La mode new yorkaise renait de ses cendres

Figure du renouveau de la création américaine, Catherine Holstein se démarque également par son amour pour la mode new yorkaise et sa fashion week. Si nombre de journalistes nous prédisent depuis plusieurs années la fin de la mode sur la côte Est avec le départ de tous les grands designers préférant présenter leurs collections de l’autre côté de l’Atlantique, une myriade de jeunes designers, à l’image de Catherine Holstein, profitent de cette envolée de moineaux pour faire leurs nids.
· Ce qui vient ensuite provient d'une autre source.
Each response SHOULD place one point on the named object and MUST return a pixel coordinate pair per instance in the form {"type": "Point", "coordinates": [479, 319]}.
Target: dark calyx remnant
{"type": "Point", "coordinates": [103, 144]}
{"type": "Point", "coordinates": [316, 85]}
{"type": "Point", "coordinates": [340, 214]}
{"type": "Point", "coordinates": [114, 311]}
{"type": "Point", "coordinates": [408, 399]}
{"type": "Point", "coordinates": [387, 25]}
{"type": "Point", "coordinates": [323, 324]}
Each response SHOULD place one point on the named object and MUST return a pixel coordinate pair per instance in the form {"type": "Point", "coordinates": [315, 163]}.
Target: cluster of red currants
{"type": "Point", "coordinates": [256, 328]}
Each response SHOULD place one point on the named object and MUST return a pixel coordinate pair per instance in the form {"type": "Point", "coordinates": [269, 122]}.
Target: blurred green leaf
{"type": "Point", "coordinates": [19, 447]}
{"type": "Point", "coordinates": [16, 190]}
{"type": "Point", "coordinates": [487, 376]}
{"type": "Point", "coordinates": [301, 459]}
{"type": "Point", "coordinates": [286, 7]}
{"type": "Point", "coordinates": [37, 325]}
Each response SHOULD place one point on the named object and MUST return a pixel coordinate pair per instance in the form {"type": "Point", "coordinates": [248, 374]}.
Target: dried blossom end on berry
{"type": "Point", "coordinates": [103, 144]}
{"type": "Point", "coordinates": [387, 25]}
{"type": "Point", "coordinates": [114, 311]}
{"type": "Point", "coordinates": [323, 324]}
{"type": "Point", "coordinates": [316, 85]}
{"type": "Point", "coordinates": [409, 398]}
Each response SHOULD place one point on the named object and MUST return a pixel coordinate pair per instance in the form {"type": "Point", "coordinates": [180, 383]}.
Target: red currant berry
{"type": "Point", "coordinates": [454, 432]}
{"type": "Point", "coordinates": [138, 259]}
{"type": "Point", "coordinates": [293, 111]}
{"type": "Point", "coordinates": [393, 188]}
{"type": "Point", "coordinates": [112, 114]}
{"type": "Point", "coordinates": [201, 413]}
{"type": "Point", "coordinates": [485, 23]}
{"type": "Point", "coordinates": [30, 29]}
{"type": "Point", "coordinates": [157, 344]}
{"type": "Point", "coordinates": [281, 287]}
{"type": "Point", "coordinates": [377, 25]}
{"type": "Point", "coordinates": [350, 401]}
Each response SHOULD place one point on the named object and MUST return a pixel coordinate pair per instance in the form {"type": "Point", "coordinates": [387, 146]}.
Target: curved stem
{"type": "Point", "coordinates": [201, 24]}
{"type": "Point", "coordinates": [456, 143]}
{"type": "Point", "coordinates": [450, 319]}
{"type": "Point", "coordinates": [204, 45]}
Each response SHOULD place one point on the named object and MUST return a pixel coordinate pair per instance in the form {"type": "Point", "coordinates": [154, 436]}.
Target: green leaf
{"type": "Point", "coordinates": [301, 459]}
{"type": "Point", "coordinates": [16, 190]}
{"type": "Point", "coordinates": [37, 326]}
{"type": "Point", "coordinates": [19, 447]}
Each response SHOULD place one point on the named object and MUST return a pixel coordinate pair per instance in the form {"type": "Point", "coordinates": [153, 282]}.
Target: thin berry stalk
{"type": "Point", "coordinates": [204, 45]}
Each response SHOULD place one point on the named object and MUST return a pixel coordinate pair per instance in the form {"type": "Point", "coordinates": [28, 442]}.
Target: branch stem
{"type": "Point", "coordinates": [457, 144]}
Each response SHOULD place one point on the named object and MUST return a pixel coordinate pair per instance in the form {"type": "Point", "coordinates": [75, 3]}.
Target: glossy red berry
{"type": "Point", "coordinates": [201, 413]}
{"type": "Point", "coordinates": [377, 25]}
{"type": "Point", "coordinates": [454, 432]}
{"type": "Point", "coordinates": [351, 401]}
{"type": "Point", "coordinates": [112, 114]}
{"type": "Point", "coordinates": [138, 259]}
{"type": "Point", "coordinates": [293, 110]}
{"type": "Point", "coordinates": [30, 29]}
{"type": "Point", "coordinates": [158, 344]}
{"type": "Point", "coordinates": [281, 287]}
En réalité, à ses yeux cette ville est le lieu parfait pour présenter une collection jeune et ancrée dans le réel, « C’est une ville démocratique, et le départ de tous ces créateurs nous laisse l’opportunité d’exprimer nos idées », déclarait-elle après son dernier défilé. « Je suis fière de présenter à New York » ajoute-elle, expliquant que cette ville sera le lieu de naissance des futurs leaders du milieu, un lieu qui fait malgré lui table rase du passé pour laisser s’exprimer un futur plus démocratique et terre à terre, une mode qui retourne à l’essentiel.

©Khaite, Pre-Fall 2019

À travers ses collections présentées durant la semaine de la mode, elle témoigne d’un besoin de retour à la réalité, flagrant, douloureux parfois, ôtant toute magie à l’univers de la mode pour revenir à l’essentiel. Pour recommencer à apprécier le vêtement, à vivre dedans, à rire, pleurer, travailler, chanter, aimer, dans ces pièces en cachemire, ces chemisiers aux imprimés à la fois 80’s et futuristes, ses jeans qui ne passeront jamais de mode. Catherine Holstein nous assure alors que la relève est bien là, que cette mode universelle, intemporelle, qui nous fait à la fois rêver par sa beauté tout en nous ramenant dans le monde réel par sa simplicité, nous promet de faire revivre la mode new yorkaise, et de dévaler sur le monde entier comme un ouragan de féminité et d’effortless chic. Le phoenix de la mode américaine à maintenant un nom, Khaite.